Não parece que foi ontem. Nem anteontem, para dizer a verdade. Trás-anteontem ainda vá, não tivesse a palavra tanta facilidade em se transmutar na aberração "tresontônti". O certo é que faz tempo, um bom tempo. Era 9 de agosto de 1976 – caiu numa segunda-feira, eu garanto; mas você pode conferir (com a internet ficou muito mais fácil mentir, mas mais difícil também...). Resolvi ir a pé. Foi uma decisão consciente. Não que eu tivesse carro, mas também não tinha paciência para o T3, a nova linha transversal da Carris, cujos ônibus pareciam passar só de hora em hora. Além do mais, já conhecia bem o caminho de inúmeras marchas épicas: do Moinhos à Azenha, de uma moenda a outra, pelas margens do riacho, era uma peregrinação. Pelo menos para mim. Até a pé... etc.
Sim, faz tempo, mas o Dilúvio já não se chamava Jacareí ("rio dos jacarés") nem separava a sesmaria de Jerônimo de Ornelas da de Francisco Chaves. Mas já estava podre. Os jornais diziam que "em breve" ele estaria limpo. Eu não estava certo de que os jornais dissessem a verdade – não só no caso da despoluição do Dilúvio.
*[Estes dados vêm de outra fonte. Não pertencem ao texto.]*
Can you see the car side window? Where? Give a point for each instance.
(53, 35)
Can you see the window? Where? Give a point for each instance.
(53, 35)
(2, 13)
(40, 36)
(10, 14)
Mas achava que os jornais podiam mudar o mundo. Não que o mundo não estivesse mudando – estava, e rápido; só que ninguém sabia bem para onde. Porto Alegre tinha seis jornais. Um deles, a Folha da Manhã, sonhava em mudar o mundo. A Folha da Tarde também, só que para trás... O Correio do Povo tinha certeza (e não havia por que duvidar) que o mundo era seu e que, portanto, não havia por que mudá-lo.
Quando os jornais não tiverem mais papel, o mundo não vai melhorar nem um pouquinho.
O Jornal do Comércio era do mundo dos negócios, que está sempre mudando para ficar igual. O mundo do Diário de Notícias estava ruindo. Zero Hora era o novo mundo. Pelo menos para mim.
Entrei. Minha primeira visão foi turva. Não era proibido fumar: era proibido não fumar. Em meio à nevoa densa e sob o matracar retumbante das máquinas de escrever, achei que só havia velhos no recinto. Eu estava certo: a idade média devia beirar impensáveis 30 anos. Eu tinha 18. Achei que eles teriam muito a aprender comigo. Mulheres constituíam cerca de 10% da população local: uma dúzia, se tanto. Felizmente uma delas – e logo a mais bonita – seria minha chefe. Pena que ela estava de férias. E o preposto tinha recebido ordens para me tratar mal. Minha fama me precedera: eu era coxinha do Moinhos de Vento e não deveria durar muito ali. Não que o substituto fosse ferrenho cumpridor de ordens – mas essa ele cumpriu. E me tratou bem mal. Acabou sendo bom. Pelo menos para mim. Aprendi com eles, embora ache que ninguém aprendeu nada comigo (deve ser por isso que estou de volta).
Os jornais não mudaram o mundo ao longo dos 41 anos, três meses e duas semanas que se passaram desde aquele primeiro dia para este.
Mas acompanharam e registraram suas mudanças. Quando os jornais não tiverem mais papel, o mundo não vai melhorar nem um pouquinho. Haveremos de suspirar com a expiração dos jornais. E não vai ser de nostalgia.